- Consumer
Real Estate Capital Gains: Dealer or Investor
Sales of real estate can generate favorably taxed capital gains if
you’re an investor, or higher taxed ordinary income if you are a dealer. The
following checklist will help you characterize your activities as those of an
investor and avoid dealer taint.
Capital
gain is realized on the “sale or exchange” of real estate which is not held
primarily for sale to customers in the ordinary course of your trade or
business. Code Section 1221(a)(1). Investors do not
sell to customers at a mark-up, they realize their profits from the long term
appreciation of the property held. Dealers earn
a profit by selling in excess of their cost as a result of their efforts and
labors as middlemen. Investors, in
contrast, don’t perform merchandising functions. The determination is fact
sensitive. Your actions, and how you document them, are vital to your success.
Corroborate and strengthen the factors consistent with capital asset
characterization, and to avoid, minimize or downplay the factors indicative of
assets held primarily for sale in the ordinary course of business.
Try
to avoid continuous sales of properties to purchasers. Make sales sporadic and
over longer time periods if you can. Black v. Comr., 45 B.T.A. 204 (1941), acq., 1941-1 C.B. 2. Continuous
and substantial activities sufficed to characterize the taxpayer as a dealer
even without the other indicia of a trade or business. Suburban Realty Co. v.
U.S., 615 F.2d 171 (5th Cir), cert. denied 449 U.S. 920 (1980).
Keep
a diary. Document the actual time you spend on development and marketing
activities versus other activities.
While devoting extensive time to the real estate endeavor alone won’t
taint a property as being held for sale to customers, it’s a significant factor.
Marrin v. Comr., 147 F.3d
147 (2d Cir. 1998).
Limit
or avoid subdivision and “other improvement activity” to minimize the
likelihood of the property being deemed to be held for sale to customers. Gruver
v. Comr., 142 F. 2d 363 (4th
Cir. 1944) Limit your development activities, subdivision work and lot sales to
comply with the tax law exceptions from dealer status. Code Section 1237.
Minimize
sales activity. The greater the sales activity the greater the likelihood of
your being a dealer and the property not to be a capital asset. Comr. V.

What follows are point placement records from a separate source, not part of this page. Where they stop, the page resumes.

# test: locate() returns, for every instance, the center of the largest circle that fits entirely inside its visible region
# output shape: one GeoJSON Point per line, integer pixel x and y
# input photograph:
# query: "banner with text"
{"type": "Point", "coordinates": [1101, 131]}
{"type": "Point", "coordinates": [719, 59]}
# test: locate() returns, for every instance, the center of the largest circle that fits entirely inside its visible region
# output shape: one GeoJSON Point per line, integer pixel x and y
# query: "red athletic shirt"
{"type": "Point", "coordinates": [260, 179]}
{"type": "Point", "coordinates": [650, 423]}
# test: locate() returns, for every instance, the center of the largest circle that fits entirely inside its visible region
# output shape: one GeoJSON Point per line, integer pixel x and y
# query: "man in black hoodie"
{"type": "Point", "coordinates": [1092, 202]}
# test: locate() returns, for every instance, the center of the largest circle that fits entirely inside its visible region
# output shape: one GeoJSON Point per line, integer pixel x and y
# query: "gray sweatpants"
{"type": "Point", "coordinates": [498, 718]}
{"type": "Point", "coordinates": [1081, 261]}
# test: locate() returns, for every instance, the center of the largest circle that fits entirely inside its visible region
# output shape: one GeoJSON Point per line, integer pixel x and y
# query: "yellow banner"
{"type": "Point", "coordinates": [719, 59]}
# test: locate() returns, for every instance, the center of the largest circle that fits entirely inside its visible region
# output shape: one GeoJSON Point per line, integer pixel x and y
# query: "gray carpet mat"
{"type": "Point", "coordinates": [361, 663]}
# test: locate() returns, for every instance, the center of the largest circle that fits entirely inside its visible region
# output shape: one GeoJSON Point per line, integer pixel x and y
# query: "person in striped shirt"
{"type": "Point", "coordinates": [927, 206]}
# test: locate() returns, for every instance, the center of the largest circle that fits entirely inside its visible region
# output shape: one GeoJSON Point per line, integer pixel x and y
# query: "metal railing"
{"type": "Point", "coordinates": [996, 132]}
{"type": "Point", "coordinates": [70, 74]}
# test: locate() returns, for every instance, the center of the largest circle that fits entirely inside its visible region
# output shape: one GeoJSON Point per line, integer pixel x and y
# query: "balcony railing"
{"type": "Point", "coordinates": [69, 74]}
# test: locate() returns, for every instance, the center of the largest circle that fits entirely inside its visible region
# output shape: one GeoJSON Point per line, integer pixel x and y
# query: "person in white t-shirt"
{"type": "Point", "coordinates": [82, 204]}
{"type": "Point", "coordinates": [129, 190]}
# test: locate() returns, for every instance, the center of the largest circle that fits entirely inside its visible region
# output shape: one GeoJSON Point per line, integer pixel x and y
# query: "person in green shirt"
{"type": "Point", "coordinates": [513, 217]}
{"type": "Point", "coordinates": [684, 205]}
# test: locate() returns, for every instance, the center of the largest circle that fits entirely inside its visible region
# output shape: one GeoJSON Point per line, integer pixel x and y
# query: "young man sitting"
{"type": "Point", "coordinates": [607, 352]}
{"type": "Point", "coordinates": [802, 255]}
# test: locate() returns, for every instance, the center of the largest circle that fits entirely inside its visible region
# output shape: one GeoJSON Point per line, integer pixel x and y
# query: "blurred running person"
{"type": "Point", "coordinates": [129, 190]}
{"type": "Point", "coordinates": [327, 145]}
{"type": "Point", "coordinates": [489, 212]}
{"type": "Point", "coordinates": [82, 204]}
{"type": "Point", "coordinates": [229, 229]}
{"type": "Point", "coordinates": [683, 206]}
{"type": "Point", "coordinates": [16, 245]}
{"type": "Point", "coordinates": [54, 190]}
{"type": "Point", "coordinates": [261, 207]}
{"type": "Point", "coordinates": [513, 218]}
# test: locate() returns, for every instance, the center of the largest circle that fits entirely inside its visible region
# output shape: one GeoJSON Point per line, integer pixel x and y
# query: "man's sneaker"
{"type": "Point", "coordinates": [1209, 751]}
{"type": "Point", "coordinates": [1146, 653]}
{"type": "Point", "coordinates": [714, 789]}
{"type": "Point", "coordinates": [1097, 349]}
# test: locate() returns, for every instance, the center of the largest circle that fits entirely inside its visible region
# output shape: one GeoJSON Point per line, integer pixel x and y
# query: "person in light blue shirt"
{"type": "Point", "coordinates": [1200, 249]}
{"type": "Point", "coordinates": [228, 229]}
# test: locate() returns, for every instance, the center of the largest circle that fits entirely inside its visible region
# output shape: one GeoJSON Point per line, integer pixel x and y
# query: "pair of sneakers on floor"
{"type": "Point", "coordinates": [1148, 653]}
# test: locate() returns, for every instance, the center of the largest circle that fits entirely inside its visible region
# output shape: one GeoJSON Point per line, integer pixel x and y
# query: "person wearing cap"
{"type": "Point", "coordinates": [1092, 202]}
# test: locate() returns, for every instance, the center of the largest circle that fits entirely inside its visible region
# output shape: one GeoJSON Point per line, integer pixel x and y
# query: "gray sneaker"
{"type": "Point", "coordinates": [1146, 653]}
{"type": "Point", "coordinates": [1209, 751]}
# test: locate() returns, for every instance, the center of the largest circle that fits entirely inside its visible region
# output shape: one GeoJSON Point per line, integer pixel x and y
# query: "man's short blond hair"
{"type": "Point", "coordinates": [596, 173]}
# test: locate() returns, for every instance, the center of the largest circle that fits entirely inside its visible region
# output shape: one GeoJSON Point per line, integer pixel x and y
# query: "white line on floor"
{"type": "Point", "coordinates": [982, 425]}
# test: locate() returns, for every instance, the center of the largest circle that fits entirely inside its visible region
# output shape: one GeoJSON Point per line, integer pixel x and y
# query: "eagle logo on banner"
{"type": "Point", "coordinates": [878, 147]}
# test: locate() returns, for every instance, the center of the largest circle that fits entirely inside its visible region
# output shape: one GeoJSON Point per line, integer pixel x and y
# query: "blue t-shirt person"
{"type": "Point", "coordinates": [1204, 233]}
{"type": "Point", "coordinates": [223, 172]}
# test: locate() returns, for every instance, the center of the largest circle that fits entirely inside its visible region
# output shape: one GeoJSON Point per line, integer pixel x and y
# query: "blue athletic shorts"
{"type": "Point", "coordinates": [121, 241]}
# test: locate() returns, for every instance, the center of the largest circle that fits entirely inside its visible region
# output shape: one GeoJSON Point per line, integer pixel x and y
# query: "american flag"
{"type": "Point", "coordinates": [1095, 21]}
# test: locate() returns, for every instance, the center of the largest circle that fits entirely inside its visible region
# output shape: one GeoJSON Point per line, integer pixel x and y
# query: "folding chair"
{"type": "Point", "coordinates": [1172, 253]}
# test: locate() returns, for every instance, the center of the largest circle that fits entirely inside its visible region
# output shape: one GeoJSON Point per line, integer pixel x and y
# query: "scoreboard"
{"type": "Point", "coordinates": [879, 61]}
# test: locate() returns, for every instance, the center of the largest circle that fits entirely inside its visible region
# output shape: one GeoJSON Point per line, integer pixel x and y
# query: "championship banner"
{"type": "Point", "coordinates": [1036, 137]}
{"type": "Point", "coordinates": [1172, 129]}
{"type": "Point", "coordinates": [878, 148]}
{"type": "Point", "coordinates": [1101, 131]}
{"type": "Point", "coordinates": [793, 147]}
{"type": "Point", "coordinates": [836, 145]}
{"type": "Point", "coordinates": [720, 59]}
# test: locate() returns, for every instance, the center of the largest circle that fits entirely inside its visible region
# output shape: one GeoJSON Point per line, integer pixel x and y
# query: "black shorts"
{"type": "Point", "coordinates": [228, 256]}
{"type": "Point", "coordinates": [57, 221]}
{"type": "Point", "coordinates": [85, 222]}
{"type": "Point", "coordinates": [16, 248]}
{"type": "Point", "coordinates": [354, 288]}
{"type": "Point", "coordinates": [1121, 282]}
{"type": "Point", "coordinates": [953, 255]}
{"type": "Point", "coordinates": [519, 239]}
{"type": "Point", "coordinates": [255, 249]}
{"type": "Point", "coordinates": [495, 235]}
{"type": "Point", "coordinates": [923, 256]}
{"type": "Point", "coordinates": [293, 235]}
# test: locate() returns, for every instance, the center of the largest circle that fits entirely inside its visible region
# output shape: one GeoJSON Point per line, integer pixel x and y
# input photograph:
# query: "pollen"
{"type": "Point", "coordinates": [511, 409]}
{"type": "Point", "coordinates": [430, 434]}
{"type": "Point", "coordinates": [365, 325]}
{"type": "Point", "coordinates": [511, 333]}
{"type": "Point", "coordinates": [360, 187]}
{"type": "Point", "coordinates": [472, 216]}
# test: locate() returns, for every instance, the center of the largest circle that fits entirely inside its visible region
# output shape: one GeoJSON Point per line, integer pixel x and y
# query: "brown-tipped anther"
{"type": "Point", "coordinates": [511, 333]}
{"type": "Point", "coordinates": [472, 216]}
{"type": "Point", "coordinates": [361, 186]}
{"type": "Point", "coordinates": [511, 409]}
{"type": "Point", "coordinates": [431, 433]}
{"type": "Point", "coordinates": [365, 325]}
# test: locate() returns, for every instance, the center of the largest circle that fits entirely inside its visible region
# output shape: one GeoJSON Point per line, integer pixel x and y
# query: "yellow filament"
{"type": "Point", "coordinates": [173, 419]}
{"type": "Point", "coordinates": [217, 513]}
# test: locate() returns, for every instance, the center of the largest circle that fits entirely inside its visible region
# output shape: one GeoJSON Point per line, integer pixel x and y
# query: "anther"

Covington, 120 F.2d 768 (5th
Cir. 1941). Hiring an independent broker to handle all sales activities may
help if those activities are not imputed to you.
Have
a single purpose LLC purchase investment
property and minimize the involvement with your other entities. A professional
real estate developer and owner who regularly buys and subdivides tracts of
land, sells using sophisticated marketing techniques, holds lots primarily for
sale to customers, will recognize ordinary income, not capital gains. Pierce
v. Comr., 74 T.C.M. (CCH) 572
(1997).
Consider an intervening
sale to characterize some gain as capital. An increase in value due to
appreciation while merely holding property might be classified as capital gain
if you sell the property to a related entity before any development activities
occur. Be certain to have an
appraisal of the value at that date. Then have the new entity conduct sales
activities. If successful, only the profits attributable to development
activities conducted by the related entity should be characterized as ordinary
income.
Document your activities.
Substantial efforts to obtain subdivision approval and to increase the value of
the land increases the likelihood of ordinary income. Jarret v. Comr., 66
T.C.M. (CCH) 1224 (1993). “Substantial” is a qualitative term. So maintain a diary,
correspondence, and other records to demonstrate how little effort you expended
may defeat the substantiality issue.
Keep LLC minutes
corroborating that the purpose of the acquisition is to invest and hold the
property. Maintain contemporaneous records (e.g., business plans, memorandum,
letters to counsel, etc.) that demonstrate the primary purpose was not holding
the property primarily for sale.
Be sure your operating or partnership
agreement supports investor status. Sanford Homes, Inc. v. Comr., T.C. Memo 1986-404.